Oluseyi Adebanjo, Nigeria/USA, 2015, 30 min
Oya: Something Happened On The Way To West Africa! follows my journey as a Queer Gender Non-Conforming Nigerian returning home to connect with Òrìṣà (African God/dess) tradition, and follow a trail back to the powerful legacy of my great grandmother, Chief Moloran Ìyá Ọlọ́ya. This personal and political story vibrantly investigates the heritage of command, mythology, gender fluidity, womyn’s power and the hidden truth behind the power of indigenous Yorùbá spirituality.
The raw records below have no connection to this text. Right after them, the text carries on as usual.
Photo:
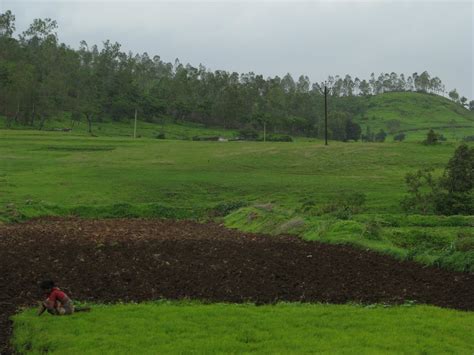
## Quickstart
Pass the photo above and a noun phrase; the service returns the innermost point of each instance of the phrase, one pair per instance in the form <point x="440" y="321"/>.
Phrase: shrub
<point x="380" y="136"/>
<point x="224" y="208"/>
<point x="372" y="231"/>
<point x="248" y="134"/>
<point x="432" y="138"/>
<point x="205" y="138"/>
<point x="347" y="204"/>
<point x="278" y="138"/>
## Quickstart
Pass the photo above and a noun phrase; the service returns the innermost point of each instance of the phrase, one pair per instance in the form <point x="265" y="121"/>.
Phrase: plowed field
<point x="135" y="260"/>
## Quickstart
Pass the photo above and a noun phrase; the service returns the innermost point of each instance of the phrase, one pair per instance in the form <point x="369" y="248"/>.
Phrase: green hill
<point x="415" y="113"/>
<point x="409" y="112"/>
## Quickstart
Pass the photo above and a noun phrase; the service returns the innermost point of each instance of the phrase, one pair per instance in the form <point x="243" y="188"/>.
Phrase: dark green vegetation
<point x="451" y="194"/>
<point x="343" y="193"/>
<point x="42" y="80"/>
<point x="172" y="327"/>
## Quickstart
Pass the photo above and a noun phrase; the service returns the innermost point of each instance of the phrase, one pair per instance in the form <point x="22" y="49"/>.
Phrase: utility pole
<point x="135" y="126"/>
<point x="325" y="115"/>
<point x="264" y="131"/>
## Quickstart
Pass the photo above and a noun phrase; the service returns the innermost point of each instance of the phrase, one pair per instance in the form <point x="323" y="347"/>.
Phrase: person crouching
<point x="57" y="302"/>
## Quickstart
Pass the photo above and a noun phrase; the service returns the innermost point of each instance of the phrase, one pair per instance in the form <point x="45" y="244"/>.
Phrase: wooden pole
<point x="135" y="126"/>
<point x="325" y="115"/>
<point x="264" y="131"/>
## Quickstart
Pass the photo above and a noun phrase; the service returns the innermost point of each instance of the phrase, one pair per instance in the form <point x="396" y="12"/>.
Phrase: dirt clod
<point x="135" y="260"/>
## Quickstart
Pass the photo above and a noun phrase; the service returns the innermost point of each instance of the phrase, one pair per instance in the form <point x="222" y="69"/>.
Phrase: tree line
<point x="41" y="78"/>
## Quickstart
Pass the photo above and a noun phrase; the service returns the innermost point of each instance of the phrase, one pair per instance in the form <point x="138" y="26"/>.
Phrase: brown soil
<point x="135" y="260"/>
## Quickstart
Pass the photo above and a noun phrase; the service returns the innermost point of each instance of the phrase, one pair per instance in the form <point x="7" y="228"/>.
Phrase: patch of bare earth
<point x="136" y="260"/>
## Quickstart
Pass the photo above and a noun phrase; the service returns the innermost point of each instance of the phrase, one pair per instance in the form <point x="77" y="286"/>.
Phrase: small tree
<point x="432" y="138"/>
<point x="380" y="136"/>
<point x="353" y="130"/>
<point x="368" y="136"/>
<point x="471" y="105"/>
<point x="422" y="191"/>
<point x="452" y="194"/>
<point x="399" y="137"/>
<point x="393" y="126"/>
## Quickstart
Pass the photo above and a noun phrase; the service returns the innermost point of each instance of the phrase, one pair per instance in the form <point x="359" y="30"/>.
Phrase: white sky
<point x="316" y="38"/>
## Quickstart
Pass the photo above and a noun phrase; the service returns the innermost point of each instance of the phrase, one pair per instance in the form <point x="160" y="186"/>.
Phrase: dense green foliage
<point x="180" y="327"/>
<point x="41" y="78"/>
<point x="453" y="193"/>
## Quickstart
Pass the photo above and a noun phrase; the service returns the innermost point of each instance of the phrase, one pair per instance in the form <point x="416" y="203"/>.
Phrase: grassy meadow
<point x="183" y="327"/>
<point x="261" y="187"/>
<point x="270" y="188"/>
<point x="417" y="113"/>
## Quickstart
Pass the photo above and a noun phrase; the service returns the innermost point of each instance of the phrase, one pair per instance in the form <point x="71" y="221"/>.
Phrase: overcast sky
<point x="275" y="37"/>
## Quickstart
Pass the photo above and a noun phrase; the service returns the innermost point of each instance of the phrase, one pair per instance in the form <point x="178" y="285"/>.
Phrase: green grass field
<point x="253" y="186"/>
<point x="180" y="327"/>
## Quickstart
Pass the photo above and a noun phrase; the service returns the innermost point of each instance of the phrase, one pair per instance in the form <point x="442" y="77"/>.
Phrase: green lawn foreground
<point x="188" y="327"/>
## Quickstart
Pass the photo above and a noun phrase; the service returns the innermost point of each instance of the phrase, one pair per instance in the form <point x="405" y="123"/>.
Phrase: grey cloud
<point x="273" y="38"/>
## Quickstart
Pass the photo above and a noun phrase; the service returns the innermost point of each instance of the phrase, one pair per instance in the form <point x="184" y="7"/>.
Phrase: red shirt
<point x="55" y="296"/>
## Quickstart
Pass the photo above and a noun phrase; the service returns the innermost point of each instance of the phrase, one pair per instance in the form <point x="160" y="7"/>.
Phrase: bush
<point x="372" y="231"/>
<point x="248" y="134"/>
<point x="380" y="136"/>
<point x="224" y="208"/>
<point x="278" y="138"/>
<point x="399" y="137"/>
<point x="205" y="138"/>
<point x="432" y="138"/>
<point x="346" y="205"/>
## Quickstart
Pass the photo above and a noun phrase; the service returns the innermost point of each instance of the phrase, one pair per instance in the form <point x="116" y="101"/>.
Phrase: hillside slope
<point x="410" y="112"/>
<point x="415" y="113"/>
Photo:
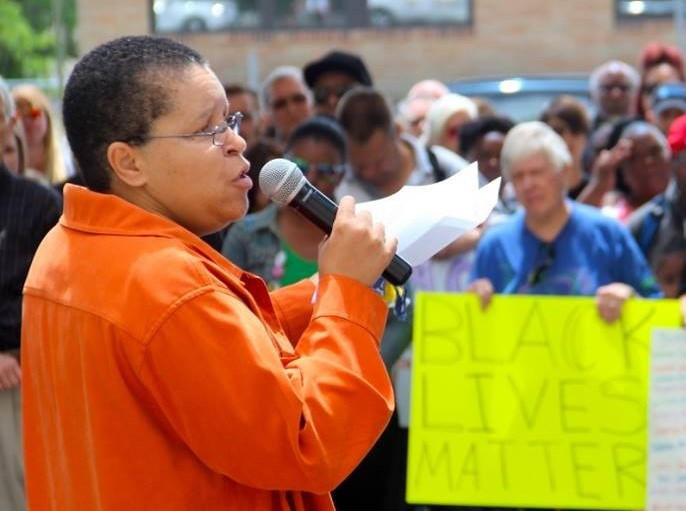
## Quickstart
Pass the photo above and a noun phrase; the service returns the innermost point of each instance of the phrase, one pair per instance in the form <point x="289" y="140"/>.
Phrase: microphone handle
<point x="321" y="211"/>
As I encounter obstacles of a national strike and anti-gay marriage legislation to find the roots of the practice, will I be able to find affirmation for myself as a person between genders/worlds and take on this inheritance?The documentary illuminates the lives of Òrìṣà Ọya (Warrior Goddess), Chief Moloran Ìyá Ọlọ́ya and Seyi Adebanjo while interweaving Yorùbá mythology, poetry, performance, and expert interviews.

In Search of Finah Misa Kule (U.S. Premiere)
Kewulay Kamara, Sierra Leone, 2015, 42 min
In Search of Finah Misa Kule chronicles the quest of poet Kewulay Kamara to reconstitute an ancient epic handed down in his family. Kamara takes us back to his native Village of Dankawali in northeast Sierra Leone where the epic was written out by his father in the 1960s only to be destroyed when the village was razed during the recent Civil War in Sierra Leone.

Screening will be followed by a performance of music and/or poetry reading.

 

NYAFF 2016: Faaji Agba

Friday, May 13th-Sunday, May 15th
The 2016 New York African Film Festival

Saturday, May 14th, 7:45pm
Faaji Agba

Remi Vaughan-Richards, Nigeria, 2015, 90 min
Faaji Agba is a six-year journey by film-maker Remi Vaughan. Richards following seven, 68-85 yr old Yoruba master musicians in Lagos, Nigeria. They were forgotten by society, until Kunle Tejuoso, owner of Jazzhole Records, follows a trail to rediscover them and the ‘Faaji Agba Collective’ is born. Kunle’s journey starts with Fatai Rolling Dollar, which leads him to others such as Alaba Pedro, SF Olowookere, Ayinde Bakare and more. Their musical styles range from highlife, juju to afrobeat. The story starts in 2009 and follows them on their journey to perform in New York in 2011 where tragedy strikes. A year later, undeterred by the setback they perform again in Lagos, ends up being their last. Faaji Agba interweaves the history, culture and music scene of Lagos, Nigeria from 1940’s to 2015 as their joys and tragedies unfold.